Once the 4D model was complete, there were observations made that we believe could not be visualized as clearly or at all using other methods. The first of these being that the sternum acts as the anchor for the cardiac motion (Additional file 2). Much of the current understanding of how the heart beats as an entire unit is tied to the three-dimensional perspective of seeing a heart beat in the operating room with an open chest. However, the native state of the heart beating within a closed chest is the opposite. The region of least resistance to expansion and contraction is at the base of the heart. This may seem intuitive, but seeing the heart beat in three-dimensions within the closed chest environment unlocks this understanding.

The relation of the tricuspid valve to the apex is much more obvious when viewed in the three-dimensional space with the perspective of the sternum acting as the anchor. This element is tracked in echo studies through the measurement of the tricuspid annular plane systolic excursion (TAPSE) distance as a surrogate of right ventricular ejection fraction. However, visualizing the tricuspid plane move in 4D allows for a better understanding of how conditions which affect the physical environment of the base of the heart can affect this value.

Additionally, the 4D model allows for a better understanding of how the papillary muscles move as the heart beats. When looking down through the mitral valve annulus, it can be appreciated that not only do the muscles contract, but they also move inward toward the center of the left ventricular cavity. This allows for a better understanding and appreciation of how this 4D movement correlates to the central coaptation of the mitral valve leaflets. Therefore, conditions that may alter this central movement of the papillary muscles, may actually contribute to mitral regurgitation.

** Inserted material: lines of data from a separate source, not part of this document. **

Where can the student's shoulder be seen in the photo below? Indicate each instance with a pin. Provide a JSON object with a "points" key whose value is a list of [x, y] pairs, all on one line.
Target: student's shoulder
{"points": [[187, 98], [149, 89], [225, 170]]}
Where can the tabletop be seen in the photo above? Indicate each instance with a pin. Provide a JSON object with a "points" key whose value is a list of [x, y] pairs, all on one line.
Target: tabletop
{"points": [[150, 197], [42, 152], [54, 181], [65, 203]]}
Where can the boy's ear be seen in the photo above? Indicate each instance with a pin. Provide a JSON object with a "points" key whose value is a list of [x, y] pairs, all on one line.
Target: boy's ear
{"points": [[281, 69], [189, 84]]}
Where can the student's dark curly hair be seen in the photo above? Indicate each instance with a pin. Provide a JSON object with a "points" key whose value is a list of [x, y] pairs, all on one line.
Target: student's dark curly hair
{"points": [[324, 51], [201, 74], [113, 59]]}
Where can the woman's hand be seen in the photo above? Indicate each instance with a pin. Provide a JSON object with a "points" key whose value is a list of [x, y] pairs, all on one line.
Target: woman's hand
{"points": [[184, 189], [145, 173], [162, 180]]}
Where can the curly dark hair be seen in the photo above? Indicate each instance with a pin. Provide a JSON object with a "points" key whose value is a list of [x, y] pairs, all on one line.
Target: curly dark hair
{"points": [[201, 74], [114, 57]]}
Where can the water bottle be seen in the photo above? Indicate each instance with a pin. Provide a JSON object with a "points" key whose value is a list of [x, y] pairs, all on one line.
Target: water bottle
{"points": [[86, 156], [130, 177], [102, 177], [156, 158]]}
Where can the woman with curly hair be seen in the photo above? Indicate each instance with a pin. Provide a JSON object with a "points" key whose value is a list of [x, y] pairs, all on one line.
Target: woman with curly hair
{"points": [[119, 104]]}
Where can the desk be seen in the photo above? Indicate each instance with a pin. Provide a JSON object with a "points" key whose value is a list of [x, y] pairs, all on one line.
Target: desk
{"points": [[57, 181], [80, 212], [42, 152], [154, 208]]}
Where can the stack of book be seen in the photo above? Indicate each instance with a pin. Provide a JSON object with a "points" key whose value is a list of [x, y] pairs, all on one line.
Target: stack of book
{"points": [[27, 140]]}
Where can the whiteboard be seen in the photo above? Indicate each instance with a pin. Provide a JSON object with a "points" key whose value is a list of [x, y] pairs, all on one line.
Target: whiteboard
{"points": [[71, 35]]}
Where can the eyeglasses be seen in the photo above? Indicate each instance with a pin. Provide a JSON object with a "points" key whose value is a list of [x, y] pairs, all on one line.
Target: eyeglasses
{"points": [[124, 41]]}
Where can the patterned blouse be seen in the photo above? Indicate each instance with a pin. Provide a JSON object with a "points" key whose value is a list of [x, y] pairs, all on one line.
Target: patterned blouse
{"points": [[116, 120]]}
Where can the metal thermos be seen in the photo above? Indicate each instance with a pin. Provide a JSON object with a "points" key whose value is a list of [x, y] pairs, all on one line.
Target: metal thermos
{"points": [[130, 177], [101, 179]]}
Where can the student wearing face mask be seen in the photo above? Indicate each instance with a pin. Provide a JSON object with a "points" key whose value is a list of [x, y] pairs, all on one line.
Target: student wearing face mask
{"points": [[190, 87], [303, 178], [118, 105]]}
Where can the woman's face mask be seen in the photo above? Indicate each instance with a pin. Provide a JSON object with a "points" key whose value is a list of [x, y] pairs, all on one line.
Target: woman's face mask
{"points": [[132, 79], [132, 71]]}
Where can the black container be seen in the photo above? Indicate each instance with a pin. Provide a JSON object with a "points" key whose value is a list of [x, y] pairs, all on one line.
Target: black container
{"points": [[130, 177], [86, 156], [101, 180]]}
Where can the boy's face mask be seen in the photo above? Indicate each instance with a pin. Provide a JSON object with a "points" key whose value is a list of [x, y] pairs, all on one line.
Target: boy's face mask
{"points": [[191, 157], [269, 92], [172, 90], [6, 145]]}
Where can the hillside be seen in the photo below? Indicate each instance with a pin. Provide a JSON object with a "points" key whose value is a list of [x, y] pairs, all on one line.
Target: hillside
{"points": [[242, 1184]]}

Our expanding case series of clinician experiences and their immediate recognition of the potency of this technique is highly encouraging and reveals the future of functional and dynamic 4D representations of anatomy.

Conclusions

A truth we have replicated continuously within our medical visualization laboratory is that we foster an improved clinical understanding when we translate patient-specific anatomy into virtual reality-mediated authentic representations of 3D structures. Like all explorers, we chose to create this 4D heart to see what we could discover. We believe that the translation of 2D medical images into 3D models represents a breakthrough innovation in medical imaging and that the translation of time sequential 3D cines into the 4D heart is an iterative advancement beyond the static 3D model generation.

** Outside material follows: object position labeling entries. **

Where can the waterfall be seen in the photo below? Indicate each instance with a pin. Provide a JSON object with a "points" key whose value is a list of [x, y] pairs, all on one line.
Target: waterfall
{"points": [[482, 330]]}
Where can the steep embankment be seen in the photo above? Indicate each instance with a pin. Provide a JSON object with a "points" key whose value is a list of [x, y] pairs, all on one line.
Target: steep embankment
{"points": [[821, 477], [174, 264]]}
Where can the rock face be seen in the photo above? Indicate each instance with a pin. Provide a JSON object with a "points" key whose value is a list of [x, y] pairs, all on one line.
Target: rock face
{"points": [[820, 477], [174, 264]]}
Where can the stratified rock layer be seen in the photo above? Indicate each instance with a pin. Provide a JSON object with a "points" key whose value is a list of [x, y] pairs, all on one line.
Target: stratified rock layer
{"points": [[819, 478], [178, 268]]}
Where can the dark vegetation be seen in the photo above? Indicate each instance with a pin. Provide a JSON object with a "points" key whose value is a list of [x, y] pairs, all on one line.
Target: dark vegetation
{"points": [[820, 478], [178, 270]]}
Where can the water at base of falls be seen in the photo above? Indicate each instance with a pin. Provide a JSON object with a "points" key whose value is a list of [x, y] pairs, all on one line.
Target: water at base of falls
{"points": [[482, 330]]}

It is rare to acquire any sequence where each of the 18 phases demonstrate high quality image resolution allowing for segmentation. Congenital cardiology will typically request cardiac MRI imaging over CT to minimize radiation doses, additionally, prospective CT gating techniques are preferred for the same reason. This case represented the rare combination where excellent images resulted from a retrospectively gated CT that was obtained due to the variable heart rate and hemodynamic instability of the patient. As more advanced radiation dose reduction techniques develop, we believe acquisitions of multiple phase cardiac imaging will become more frequent. The segmentation process for this case required a significant effort requiring approximately 2 to 3 h of segmentation per image set for each of the 18 phases of the cardiac cycle. Our lab is currently generating automatic segmentation software that would significantly decrease time spent on segmentation for future applications of this method [6]. We propose that time and effort dedicated to 4D cardiac imaging analysis of dynamic cardiac pathologies such as hypertrophic obstructive cardiomyopathy or a pre-op Rastelli repair with a narrow outflow tract could offer tremendous insight into the medical decision-making process.